To get a better understanding of the effect of high-dose vitamin D (at least 1,000 International Units a day) in people with MS, researchers in Brazil combined data from nine randomized controlled trials until mid-December 2022 that were identified through a literature search.

The trials included 867 patients with a diagnosis of MS. Most had relapsing-remitting MS, where relapses, or periods of new or worsening symptoms, are followed by periods when symptoms ease.

Compared with a placebo or low-dose vitamin D, taking a high-dose vitamin D supplement as an add-on to disease-modifying therapies didn’t result in a significant reduction in Expanded Disability Status Scale (EDSS) scores, where higher scores indicate greater disability, over six months to about two years.

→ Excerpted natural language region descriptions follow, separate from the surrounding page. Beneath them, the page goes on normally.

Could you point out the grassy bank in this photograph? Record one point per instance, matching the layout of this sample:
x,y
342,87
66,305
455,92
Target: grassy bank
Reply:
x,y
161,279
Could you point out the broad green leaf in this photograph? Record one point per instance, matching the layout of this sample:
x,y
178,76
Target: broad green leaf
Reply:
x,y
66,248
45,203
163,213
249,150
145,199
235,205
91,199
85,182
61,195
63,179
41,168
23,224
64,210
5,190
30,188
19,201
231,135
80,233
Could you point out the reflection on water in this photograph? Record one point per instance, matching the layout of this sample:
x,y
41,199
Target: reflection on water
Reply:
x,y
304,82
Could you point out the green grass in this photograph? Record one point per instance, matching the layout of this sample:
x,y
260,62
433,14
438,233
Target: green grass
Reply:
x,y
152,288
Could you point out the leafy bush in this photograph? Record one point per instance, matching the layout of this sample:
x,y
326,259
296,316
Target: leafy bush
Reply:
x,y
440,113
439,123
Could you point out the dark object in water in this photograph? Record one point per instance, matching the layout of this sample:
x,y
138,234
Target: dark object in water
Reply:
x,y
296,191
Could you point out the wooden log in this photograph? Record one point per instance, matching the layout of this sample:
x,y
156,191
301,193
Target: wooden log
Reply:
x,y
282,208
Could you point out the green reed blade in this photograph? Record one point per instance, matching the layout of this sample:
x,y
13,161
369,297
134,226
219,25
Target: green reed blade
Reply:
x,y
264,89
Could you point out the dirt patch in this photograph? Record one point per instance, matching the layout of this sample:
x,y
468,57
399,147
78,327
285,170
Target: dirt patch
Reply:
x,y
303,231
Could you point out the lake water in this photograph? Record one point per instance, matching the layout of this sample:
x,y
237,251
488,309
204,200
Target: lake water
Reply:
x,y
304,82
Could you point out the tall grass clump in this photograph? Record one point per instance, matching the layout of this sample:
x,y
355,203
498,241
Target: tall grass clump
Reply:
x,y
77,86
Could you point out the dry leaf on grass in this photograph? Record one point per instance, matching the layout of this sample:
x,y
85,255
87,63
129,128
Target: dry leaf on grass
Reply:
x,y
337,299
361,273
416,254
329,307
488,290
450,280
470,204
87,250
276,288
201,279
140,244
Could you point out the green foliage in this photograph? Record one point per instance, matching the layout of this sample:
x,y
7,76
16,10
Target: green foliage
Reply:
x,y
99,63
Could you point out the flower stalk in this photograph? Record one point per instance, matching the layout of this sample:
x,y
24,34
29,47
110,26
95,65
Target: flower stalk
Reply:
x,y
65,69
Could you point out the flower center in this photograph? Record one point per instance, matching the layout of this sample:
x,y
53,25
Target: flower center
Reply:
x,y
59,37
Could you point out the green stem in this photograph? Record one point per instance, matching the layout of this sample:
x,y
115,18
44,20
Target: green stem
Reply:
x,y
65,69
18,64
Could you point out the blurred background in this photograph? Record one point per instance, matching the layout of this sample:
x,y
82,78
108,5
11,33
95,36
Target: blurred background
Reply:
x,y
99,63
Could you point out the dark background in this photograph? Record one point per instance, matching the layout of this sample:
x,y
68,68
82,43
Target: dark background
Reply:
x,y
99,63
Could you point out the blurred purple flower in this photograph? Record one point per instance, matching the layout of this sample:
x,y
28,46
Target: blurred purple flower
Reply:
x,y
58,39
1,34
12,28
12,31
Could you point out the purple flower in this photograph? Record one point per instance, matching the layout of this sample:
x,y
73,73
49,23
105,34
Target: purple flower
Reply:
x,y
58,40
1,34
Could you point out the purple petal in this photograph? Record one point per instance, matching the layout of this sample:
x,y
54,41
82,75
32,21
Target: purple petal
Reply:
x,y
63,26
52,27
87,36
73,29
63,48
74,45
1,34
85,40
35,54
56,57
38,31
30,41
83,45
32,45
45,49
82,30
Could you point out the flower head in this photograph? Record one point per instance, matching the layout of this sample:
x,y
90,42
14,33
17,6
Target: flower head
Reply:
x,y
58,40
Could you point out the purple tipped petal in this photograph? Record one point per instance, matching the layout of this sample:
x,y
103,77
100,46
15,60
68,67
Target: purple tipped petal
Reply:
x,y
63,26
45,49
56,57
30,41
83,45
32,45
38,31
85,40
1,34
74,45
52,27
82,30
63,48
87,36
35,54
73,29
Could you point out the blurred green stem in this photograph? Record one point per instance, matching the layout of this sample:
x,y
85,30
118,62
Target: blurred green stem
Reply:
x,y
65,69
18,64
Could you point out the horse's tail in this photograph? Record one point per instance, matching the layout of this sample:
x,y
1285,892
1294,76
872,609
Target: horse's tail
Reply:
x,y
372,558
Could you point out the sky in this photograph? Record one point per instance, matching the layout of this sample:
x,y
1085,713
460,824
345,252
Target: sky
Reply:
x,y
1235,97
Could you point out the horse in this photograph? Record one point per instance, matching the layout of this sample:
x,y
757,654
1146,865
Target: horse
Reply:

A high dose also had no significant effect on the number of T2 lesions seen on MRI scans. There was a nonsignificant tendency for fewer lesions with high-dose vitamins D. T2 lesions reflect overall lesion load, including both old and active lesions.

A high dose also had no effect on the annualized relapse rate (ARR), a measure of the number of relapses adjusted to a one-year window, indicating “vitamin D3 supplementation has no significant impact on clinical outcomes.”

As an “add-on for the treatment of MS,” the researchers wrote, high-dose vitamin D supplementation “has no significant impact on EDSS, ARR or new T2 lesions in the short and medium term,” but the “nonsignificant reduction of new T2 lesions could precede long-term clinical benefits and should be validated in additional studies.”